TheBody.com/TheBodyPRO.com cover the XVIII International AIDS Conference (AIDS 2010)

Under the Radar: July 22

July 22, 2010

Here's a hodgepodge of underreported news coming out of IAC:


HCV Co-Infection: Another Concern When It Comes to Bone Loss

According to a US study presented at the International AIDS Conference, individuals who are infected with both HIV and hepatitis C virus (HCV) may be more likely to develop osteoporosis and sustain bone fractures than individuals who are infected with only HIV or HCV.1 Because bone mineral density loss is a hot concern among the HIV community, with about a third of HIV-positive individuals are also co-infected with HCV, Roger Bedimo of the Veterans Administration North Texas Healthcare System and fellow researchers analyzed data retrospectively to see if HCV co-infection increased chances of osteoporosis. They found that those who were co-infected were 27% to 43% more at risk. As aidsmap reports, "These findings led Bedimo and colleagues to conclude that HCV co-infection is a significant risk factor for osteoporotic fractures in HIV-positive people, and that fractures appear to be increasing amongst HIV/HCV co-infected people during the ART era." Meaning, if you?re HIV positive, you may want to look into hepatitis C prevention.

References

  1. Bedimo R, Westfall A, Drechsler H, Maalouf N. HCV co-infection is associated with a high risk of osteoporotic fractures among HIV-infected patients. In Programs and abstracts of the 18th International AIDS Conference; July 18-23, 2010; Vienna, Austria. Abstract TUAB0104.

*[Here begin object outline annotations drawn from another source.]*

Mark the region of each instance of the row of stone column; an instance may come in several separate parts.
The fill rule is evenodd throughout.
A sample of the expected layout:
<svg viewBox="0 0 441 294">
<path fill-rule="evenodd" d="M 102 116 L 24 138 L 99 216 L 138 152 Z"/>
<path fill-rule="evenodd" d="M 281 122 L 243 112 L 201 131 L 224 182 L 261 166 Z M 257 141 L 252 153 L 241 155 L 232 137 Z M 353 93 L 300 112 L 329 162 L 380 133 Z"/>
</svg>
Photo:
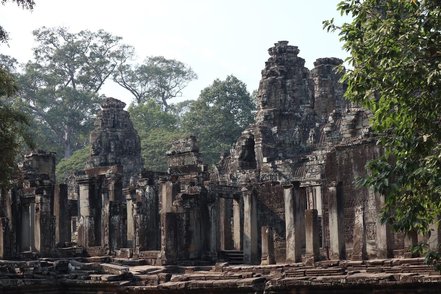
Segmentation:
<svg viewBox="0 0 441 294">
<path fill-rule="evenodd" d="M 320 256 L 319 228 L 317 209 L 305 210 L 301 199 L 300 182 L 283 185 L 285 199 L 286 262 L 302 261 L 302 240 L 306 240 L 306 257 L 317 260 Z M 330 256 L 332 259 L 346 258 L 343 186 L 341 182 L 327 185 Z M 243 262 L 258 263 L 257 194 L 252 189 L 243 189 L 244 205 Z M 271 227 L 262 227 L 262 256 L 265 262 L 273 258 Z"/>
</svg>

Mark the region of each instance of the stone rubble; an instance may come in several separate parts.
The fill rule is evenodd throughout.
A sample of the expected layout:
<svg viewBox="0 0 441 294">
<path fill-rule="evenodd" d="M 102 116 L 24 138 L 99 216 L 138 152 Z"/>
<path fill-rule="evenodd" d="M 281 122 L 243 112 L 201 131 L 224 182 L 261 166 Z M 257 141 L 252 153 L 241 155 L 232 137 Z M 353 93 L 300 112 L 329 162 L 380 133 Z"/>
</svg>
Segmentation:
<svg viewBox="0 0 441 294">
<path fill-rule="evenodd" d="M 343 98 L 342 61 L 310 71 L 287 41 L 268 51 L 254 123 L 214 170 L 194 136 L 172 141 L 167 172 L 144 169 L 113 98 L 65 184 L 54 153 L 26 153 L 0 191 L 0 292 L 437 293 L 441 276 L 409 246 L 441 231 L 392 234 L 381 195 L 353 183 L 383 149 L 372 114 Z"/>
</svg>

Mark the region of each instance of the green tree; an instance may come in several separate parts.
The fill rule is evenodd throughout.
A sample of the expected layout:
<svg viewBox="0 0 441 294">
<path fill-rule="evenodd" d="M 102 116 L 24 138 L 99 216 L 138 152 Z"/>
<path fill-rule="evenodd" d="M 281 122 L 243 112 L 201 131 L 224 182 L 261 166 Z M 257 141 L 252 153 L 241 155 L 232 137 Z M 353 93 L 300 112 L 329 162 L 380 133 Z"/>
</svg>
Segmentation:
<svg viewBox="0 0 441 294">
<path fill-rule="evenodd" d="M 27 131 L 29 118 L 5 103 L 17 89 L 14 75 L 0 63 L 0 189 L 9 186 L 13 173 L 17 170 L 15 159 L 23 146 L 35 147 Z"/>
<path fill-rule="evenodd" d="M 55 176 L 57 182 L 64 182 L 64 179 L 77 171 L 82 171 L 86 166 L 86 162 L 90 156 L 89 146 L 77 150 L 69 158 L 63 158 L 55 168 Z"/>
<path fill-rule="evenodd" d="M 2 5 L 4 5 L 7 1 L 8 0 L 1 0 Z M 35 5 L 33 0 L 12 0 L 12 2 L 15 2 L 19 6 L 21 6 L 23 9 L 30 11 L 34 9 L 34 6 Z M 0 42 L 7 44 L 9 39 L 9 33 L 5 30 L 3 27 L 0 26 Z"/>
<path fill-rule="evenodd" d="M 123 59 L 113 74 L 113 80 L 128 90 L 137 103 L 153 99 L 166 112 L 169 108 L 167 100 L 182 96 L 182 90 L 197 78 L 191 67 L 162 56 L 148 57 L 144 63 L 135 65 Z"/>
<path fill-rule="evenodd" d="M 198 137 L 204 162 L 215 164 L 254 121 L 256 110 L 246 85 L 229 75 L 223 81 L 216 79 L 201 91 L 183 116 L 182 128 Z"/>
<path fill-rule="evenodd" d="M 177 117 L 162 111 L 151 99 L 138 105 L 132 103 L 127 111 L 141 139 L 144 167 L 153 171 L 167 171 L 166 153 L 171 148 L 172 141 L 182 137 L 177 126 Z"/>
<path fill-rule="evenodd" d="M 339 31 L 350 55 L 345 97 L 372 111 L 372 128 L 385 151 L 367 163 L 371 173 L 358 184 L 385 195 L 382 221 L 393 231 L 430 234 L 441 215 L 439 1 L 353 0 L 338 9 L 353 21 L 324 24 Z M 439 249 L 423 242 L 412 250 L 434 264 Z"/>
<path fill-rule="evenodd" d="M 121 37 L 103 30 L 69 33 L 67 28 L 42 27 L 33 32 L 35 60 L 19 76 L 20 98 L 34 115 L 44 120 L 60 140 L 64 156 L 89 133 L 102 97 L 98 91 L 133 48 Z"/>
</svg>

In the Fight Against HIV, Sex Workers Show Us Their Colors

Sex workers put on a fashion show to raise awareness about discrimination at the International AIDS Conference. They strutted down a makeshift catwalk, wearing colorful sexy outfits, while brightly packaged condoms stuck out of their pockets. One advocate told AFP, "It's important that the sex [professionals], the sex workers, know how to use condoms, and they are the best to make HIV prevention: they have contact with the clients." Camille, a sex worker and model for the show, added, "Visibility of our population is very important to get less discrimination, violence and negative attitude against our group."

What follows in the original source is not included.